It looks like the federal government is taking on housing discrimination.
According to a press release posted on the HUD website, the US Department of Housing and Urban Development will be investing $38 million into the Fair Housing Initiatives program as a way to fight housing discrimination.
A little bit for a lot of people
This money will be made available as grants to fund “a variety of critical fair housing activities, including fair housing testing in the rental and sales market, public education efforts, capacity building, and education and outreach activities.” Here’s how the money breaks down by activity group:
• 7.45 million goes into education and outreach. These activities go out into needy communities and let them know about their rights to fair housing under federal, state and local laws. A million dollars of this fund will run a national media campaign.

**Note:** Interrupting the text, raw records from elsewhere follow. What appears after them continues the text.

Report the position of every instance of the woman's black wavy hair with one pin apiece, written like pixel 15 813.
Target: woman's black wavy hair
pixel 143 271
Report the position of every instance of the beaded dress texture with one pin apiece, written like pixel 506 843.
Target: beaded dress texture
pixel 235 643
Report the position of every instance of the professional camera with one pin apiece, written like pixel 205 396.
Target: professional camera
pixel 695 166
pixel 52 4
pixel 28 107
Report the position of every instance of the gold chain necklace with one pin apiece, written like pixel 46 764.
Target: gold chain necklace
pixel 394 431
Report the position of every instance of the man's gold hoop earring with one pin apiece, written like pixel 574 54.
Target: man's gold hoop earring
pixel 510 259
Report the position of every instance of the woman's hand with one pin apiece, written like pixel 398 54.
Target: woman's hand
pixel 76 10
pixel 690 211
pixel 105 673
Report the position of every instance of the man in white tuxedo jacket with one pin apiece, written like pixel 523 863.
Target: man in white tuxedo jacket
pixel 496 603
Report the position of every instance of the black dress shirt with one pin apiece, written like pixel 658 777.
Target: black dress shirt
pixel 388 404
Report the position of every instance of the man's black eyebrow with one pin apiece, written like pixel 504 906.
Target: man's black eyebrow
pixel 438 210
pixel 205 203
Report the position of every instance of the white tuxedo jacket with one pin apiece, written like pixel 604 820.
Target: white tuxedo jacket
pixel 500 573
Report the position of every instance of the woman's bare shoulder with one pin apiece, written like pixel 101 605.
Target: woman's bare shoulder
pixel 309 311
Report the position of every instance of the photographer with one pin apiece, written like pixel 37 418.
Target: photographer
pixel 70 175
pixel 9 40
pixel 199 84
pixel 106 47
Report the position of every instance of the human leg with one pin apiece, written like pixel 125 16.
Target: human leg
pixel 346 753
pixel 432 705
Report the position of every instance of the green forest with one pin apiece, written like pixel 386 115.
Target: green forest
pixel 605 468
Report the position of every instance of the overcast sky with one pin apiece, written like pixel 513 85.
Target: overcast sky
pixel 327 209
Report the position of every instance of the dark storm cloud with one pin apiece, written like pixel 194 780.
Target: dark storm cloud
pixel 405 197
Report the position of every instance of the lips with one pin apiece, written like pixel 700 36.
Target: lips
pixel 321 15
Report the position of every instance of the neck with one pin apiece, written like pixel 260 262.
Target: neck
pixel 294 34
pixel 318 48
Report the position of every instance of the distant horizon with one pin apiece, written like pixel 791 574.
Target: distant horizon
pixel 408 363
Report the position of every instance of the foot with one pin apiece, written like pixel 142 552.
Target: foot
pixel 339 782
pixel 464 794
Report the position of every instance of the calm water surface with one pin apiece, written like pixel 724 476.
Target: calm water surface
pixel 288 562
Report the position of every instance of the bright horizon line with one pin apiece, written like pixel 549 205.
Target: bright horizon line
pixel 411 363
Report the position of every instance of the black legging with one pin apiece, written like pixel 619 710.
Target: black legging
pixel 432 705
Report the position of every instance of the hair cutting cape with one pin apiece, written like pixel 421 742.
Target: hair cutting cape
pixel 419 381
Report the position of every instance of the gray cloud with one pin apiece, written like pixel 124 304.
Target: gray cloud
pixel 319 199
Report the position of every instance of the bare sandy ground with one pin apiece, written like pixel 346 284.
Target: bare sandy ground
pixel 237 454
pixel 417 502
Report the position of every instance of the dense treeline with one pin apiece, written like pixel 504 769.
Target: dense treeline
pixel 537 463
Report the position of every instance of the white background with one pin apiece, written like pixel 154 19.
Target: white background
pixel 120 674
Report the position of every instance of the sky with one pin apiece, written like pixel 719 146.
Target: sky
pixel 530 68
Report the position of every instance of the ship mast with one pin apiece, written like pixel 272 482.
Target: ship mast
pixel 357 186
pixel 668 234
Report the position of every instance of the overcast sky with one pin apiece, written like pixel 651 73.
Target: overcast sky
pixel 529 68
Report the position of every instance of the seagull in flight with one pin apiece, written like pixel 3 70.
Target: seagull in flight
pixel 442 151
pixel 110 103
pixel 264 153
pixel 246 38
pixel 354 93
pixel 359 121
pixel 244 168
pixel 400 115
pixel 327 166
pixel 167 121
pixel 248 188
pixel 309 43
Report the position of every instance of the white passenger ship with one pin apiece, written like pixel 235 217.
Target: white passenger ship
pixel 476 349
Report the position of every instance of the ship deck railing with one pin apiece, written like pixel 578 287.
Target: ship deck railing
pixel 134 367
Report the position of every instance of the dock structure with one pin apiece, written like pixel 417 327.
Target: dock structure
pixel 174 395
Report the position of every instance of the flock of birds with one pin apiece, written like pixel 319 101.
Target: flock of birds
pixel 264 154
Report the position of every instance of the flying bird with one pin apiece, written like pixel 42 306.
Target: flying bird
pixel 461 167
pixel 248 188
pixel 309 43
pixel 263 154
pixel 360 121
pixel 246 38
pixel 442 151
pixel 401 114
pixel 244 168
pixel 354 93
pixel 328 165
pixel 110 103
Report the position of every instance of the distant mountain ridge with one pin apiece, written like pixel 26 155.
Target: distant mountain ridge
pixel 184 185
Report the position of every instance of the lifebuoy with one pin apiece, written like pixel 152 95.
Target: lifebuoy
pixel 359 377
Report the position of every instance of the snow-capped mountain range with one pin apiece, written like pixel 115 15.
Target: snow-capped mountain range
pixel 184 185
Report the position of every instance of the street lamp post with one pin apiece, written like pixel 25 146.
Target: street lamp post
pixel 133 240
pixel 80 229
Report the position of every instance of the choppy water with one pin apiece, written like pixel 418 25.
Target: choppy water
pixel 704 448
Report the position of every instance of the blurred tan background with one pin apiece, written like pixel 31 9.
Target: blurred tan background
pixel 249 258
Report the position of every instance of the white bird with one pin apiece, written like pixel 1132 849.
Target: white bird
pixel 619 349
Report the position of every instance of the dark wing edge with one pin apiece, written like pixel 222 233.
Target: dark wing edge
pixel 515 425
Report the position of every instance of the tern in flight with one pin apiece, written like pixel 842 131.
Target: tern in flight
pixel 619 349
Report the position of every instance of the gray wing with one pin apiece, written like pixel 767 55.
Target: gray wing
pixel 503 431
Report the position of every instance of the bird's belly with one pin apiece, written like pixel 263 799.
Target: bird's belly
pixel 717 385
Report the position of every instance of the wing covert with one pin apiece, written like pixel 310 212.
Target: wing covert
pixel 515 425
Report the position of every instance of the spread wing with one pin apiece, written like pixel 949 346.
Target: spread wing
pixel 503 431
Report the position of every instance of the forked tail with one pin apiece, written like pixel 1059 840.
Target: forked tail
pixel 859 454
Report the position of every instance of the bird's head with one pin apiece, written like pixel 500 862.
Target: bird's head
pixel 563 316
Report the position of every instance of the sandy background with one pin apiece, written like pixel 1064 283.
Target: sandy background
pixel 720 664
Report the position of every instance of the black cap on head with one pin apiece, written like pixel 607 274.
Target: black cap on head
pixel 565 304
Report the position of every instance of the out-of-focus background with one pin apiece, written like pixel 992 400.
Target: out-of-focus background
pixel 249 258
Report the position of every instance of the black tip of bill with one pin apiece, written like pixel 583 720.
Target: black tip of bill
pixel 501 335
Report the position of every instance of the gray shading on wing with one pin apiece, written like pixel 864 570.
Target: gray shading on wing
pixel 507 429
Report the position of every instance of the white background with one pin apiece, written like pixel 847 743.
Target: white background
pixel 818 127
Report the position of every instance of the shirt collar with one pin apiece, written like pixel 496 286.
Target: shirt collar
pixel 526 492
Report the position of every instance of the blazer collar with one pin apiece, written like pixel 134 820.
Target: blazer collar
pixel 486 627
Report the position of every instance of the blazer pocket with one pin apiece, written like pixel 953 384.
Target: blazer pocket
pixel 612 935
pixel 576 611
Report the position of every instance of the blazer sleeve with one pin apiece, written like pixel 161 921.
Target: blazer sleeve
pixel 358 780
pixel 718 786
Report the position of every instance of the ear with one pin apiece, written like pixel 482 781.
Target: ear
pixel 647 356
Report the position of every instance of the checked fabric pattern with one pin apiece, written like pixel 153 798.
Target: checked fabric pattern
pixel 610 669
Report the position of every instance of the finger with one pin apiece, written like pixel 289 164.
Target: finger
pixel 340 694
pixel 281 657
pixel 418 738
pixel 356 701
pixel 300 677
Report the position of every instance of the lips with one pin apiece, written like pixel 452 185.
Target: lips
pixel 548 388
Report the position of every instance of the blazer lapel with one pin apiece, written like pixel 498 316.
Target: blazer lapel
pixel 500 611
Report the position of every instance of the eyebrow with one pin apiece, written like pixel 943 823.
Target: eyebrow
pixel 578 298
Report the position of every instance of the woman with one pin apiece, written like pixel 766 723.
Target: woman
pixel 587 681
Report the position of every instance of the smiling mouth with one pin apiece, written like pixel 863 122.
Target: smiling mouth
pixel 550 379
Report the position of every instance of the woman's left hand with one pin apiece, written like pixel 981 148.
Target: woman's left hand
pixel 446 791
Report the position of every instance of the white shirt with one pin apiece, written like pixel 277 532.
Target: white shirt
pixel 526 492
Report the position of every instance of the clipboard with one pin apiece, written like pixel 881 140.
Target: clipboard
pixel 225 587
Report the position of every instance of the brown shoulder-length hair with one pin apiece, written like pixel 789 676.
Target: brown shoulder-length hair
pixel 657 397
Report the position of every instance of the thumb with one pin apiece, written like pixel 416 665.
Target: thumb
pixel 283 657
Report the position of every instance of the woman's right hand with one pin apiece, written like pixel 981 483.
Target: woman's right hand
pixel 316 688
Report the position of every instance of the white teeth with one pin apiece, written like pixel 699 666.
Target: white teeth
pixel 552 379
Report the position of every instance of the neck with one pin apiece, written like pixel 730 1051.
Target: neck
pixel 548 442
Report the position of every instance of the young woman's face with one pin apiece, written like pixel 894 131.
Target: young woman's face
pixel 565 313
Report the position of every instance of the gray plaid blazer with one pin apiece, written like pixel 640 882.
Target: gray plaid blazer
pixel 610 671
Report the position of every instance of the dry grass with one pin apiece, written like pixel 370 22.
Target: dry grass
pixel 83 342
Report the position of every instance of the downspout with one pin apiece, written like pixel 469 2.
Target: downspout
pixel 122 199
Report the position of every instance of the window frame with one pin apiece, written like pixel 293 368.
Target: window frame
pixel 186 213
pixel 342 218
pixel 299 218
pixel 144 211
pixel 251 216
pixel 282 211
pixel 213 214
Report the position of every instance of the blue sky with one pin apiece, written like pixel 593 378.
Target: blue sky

• $500,000 will fund initiatives that can expand the “capacity and effectiveness” of fair housing organizations. This should give state and local resources the money they need to effectively scale their operations
• $30.35 million will go to private organizations that investigate and enforce the Fair Housing Act. This money will be invested over a multi-year period
It’s pretty clear from the monetary distribution that empowering the reporting and investigation of fair housing violations is a top priority. According to data from the National Fair Housing association, “it is estimated that there are over 4 million instances of housing discrimination annually in the rental market alone,” even though only 28,181 official complaints were logged last year. Moral of the story?
It’s a vastly underreported issue, and HUD is hoping that an education campaign will increase reported cases.
It’s also worth noting that private fair housing organizations processed 70 percent of complaints, a majority by a long shot. That’s why such a large chunk of the funding goes towards these enforcement agencies.
No better time
The overall funding comes at a crucial juncture too. In that same body of research, the National Fair Housing Association found an increase in housing discrimination activity in 2016 compared to 2015. Additionally, the worst of 2016’s activity seems to concentrate around the fall season, with an increase in hate crimes and harassment cases.
Agencies interested in applying for the grants must apply by September 18, 2017.